Raise A Glass…“Grätzer”
A historic light ale with oak-smoked malt brewed by Schulz Bräu has received a Gold Medal at the U.S. Beer Championships. The following is written by field correspondent M.Thomas.
The sun was a mild sunset orange, but still hanging high in the sky, shrouded in haze. Everything was grey, despite the untamed bursts of greenery fueled by a recent spate of storms. On the road from northern Wisconsin to Knoxville, wildfire smoke lingered. Everything began to look the same, even as sandy soils and stands of pine gave way to fields of corn and soy, then foothills and hollows. Only the rising thermometer verified my southward route. When I finally opened the car door at home, hot, heavy air pulsed with a languorous surge. Ideal atmospheric conditions for a cold drink in a glassing dripping condensation, cooling to the touch and the tongue.
Many beers perform a certain kind of magic in the summer swoons of our humid subtropical environment, from the classic American pilsner of lawnmower beer to beach-dreaming Mexican lagers. Today, though, I raise a glass to an award-winning exemplar of a rare historical style that cuts to the crisp through the haze and heat with a combination of biting complexity and easy-drinkability: Schulz Bräu’s Grätzer, which just won a gold medal at the 2023 U.S. Open Beer Championships, held annually a few hours up I-75 in Oxford, Ohio.
Grätzer is the German name for piwo grodsiskie, a style from the Polish city of Grodzisk. It’s a centuries-old style of light-bodied, low alcohol beer, notably made with oak-smoked malt. Though Schulz Bräu produced this brew for a renaissance fair, it has landed perfectly amid our summer haze.

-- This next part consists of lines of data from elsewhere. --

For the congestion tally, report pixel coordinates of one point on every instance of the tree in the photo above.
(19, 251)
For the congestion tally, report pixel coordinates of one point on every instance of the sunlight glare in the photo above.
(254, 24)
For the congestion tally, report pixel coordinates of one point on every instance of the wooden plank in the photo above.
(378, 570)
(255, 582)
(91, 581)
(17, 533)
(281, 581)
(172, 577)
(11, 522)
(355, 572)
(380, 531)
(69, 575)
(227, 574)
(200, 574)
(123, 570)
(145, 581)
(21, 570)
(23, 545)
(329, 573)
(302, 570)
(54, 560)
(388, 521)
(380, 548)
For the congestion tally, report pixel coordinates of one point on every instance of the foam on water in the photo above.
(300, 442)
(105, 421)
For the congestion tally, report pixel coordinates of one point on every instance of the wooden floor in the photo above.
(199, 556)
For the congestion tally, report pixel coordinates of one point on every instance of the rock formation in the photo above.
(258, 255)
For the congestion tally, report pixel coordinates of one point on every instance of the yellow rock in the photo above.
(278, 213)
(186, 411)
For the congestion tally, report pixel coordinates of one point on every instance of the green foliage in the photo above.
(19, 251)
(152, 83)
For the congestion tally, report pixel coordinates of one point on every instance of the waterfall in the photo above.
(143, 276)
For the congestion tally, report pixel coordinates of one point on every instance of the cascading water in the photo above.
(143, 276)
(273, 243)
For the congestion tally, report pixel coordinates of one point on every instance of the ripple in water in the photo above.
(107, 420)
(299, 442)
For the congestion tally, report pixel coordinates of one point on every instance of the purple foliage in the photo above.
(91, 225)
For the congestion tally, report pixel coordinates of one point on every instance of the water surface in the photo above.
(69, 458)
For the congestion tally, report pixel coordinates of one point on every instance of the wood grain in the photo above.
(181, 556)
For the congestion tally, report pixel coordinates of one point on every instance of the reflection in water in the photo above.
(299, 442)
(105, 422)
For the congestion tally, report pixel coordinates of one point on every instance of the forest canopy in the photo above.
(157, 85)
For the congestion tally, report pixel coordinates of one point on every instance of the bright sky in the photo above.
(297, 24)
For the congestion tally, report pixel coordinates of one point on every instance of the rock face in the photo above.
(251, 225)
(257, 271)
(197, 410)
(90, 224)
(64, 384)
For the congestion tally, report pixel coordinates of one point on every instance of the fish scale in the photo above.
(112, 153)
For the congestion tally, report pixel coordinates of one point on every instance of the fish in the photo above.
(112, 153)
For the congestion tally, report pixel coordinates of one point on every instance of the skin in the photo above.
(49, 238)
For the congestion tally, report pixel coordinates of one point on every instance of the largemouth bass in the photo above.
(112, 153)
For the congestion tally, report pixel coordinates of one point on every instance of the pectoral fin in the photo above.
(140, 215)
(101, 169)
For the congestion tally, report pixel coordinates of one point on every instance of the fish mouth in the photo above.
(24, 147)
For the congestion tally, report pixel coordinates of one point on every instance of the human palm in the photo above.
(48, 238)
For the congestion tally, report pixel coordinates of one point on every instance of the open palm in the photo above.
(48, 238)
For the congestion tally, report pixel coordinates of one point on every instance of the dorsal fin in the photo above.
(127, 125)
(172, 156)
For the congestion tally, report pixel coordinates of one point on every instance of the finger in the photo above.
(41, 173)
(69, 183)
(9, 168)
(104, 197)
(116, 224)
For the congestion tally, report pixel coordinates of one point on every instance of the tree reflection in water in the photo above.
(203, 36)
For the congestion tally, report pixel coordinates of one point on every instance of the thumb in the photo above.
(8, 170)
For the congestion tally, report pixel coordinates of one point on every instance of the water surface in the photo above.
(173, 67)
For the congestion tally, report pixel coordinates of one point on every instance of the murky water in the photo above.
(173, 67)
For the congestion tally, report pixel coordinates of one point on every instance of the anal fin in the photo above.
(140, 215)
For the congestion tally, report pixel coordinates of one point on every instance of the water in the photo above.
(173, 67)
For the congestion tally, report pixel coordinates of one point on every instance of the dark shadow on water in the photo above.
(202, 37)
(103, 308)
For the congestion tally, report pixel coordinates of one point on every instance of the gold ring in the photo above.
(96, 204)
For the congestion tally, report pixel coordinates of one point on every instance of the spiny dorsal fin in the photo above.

The Schulz Bräu Grätzer is a muted pale gold in color and cloudy, looking somewhat like their hefeweizen but with a lighter hue. Unlike most of the German styles that Schulz Bräu produces, Grätzer is an ale, not a lager. Without clarifying agents, unfiltered ales are often cloudier than their lager cousins, which gain clarity from their extended periods of fermentation at lower temperatures. The clarity expected of piwo grodziskie by American judges probably comes from its pre-World War II commercial examples. Schulz Bräu has chosen to go with a more natural look for this beer, which suits it.
There is nothing clouded about the taste. After a very mild aroma, a moderate but pleasing bite cuts right through the humid air, delivering the crackling refreshment summer drinkers desire. Fear not: there is no harsh smoky acridity. The smoked malt flavor melds with the herbal notes of continental noble hops into something akin to a solid high-five between friends picnicking in the shade or cooling off by the quarry.
There’s some kind of small but wondrous magic to the whole thing, the kind of enchantment that makes beer so remarkable, from the eminent crushability of the body to the beguiling flavors – to me, it was lemongrass – produced by the alchemy of woodsmoke and grain.
At 4.1% alcohol, Schulz Bräu’s Grätzer is on the high end of the style’s range, but still low enough by far to provide low key refreshment enlivened by a surprisingly pleasing blend of flavors. So, if that eerie orange sun has you thinking of the apocalypse, change choking smoke for this Grätzer which will brighten your day instead.